Kalt- und Warmdruck dokumentieren
Druck ändert sich mit der Wassertemperatur. Zeitpunkt, Anlagenzustand und Anzeige werden notiert. Große Schwankungen können auf ein falsch eingestelltes oder defektes Membran-Ausdehnungsgefäß hinweisen.
Sichtbare und verdeckte Wasserwege
Heizkörperventile, Verschraubungen, Verteiler, Wärmeerzeuger und Rohrtrassen werden auf Feuchte geprüft. Das Sicherheitsventil kann unbemerkt in einen Ablauf entwässern.

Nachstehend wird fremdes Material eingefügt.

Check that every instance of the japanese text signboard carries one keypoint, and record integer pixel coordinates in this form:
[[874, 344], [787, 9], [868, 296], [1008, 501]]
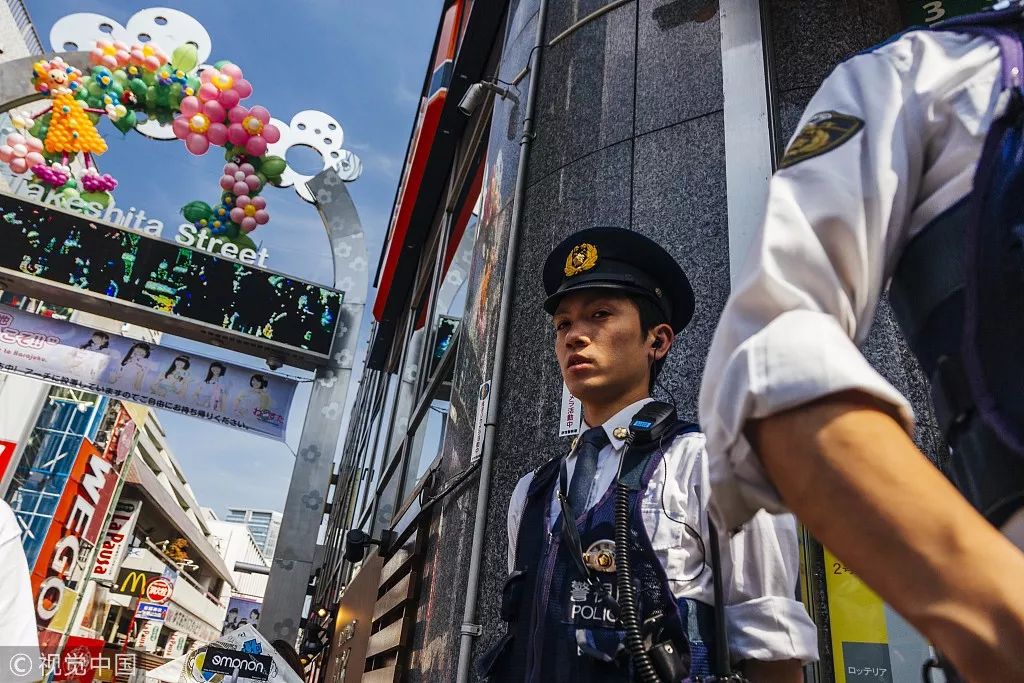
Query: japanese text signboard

Ausdehnungsgefäß fachlich prüfen
Vordruck und Anlagendruck müssen zu Gebäudehöhe und Wasserinhalt passen. Die Prüfung erfolgt drucklos nach Herstellervorgabe; bloßes Klopfen liefert keine verlässliche Diagnose.
Nicht endlos nachspeisen
Jedes Nachfüllen verändert Wasserqualität und bringt möglicherweise Sauerstoff ein. Bei akut zu niedrigem Druck wird die Anlage sicher betrieben beziehungsweise abgeschaltet und die Ursache behoben.
Häufige Fragen
Wie oft darf Heizungsdruck sinken?
Ein geschlossenes intaktes System sollte nicht regelmäßig nachgefüllt werden müssen.
Kann Luft im Heizkörper Druckverlust verursachen?
Entlüften senkt den Druck etwas; wiederkehrende Luft und Druckverlust können auf ein Systemproblem hinweisen.
Ist das Ausdehnungsgefäß eine Heimwerkerprüfung?
Vordruckprüfung und Austausch verlangen sicheren Umgang mit einer druckbeaufschlagten Heizungsanlage.
Offizielle Quellen
- Gesetze im Internet: § 60a GEG – Prüfung und Optimierung von Wärmepumpen ↗
- Gesetze im Internet: § 60c GEG – hydraulischer Abgleich ↗
Bei zeitkritischen Rechts- und Förderfragen gilt die am Entscheidungstag aktuelle amtliche Fassung.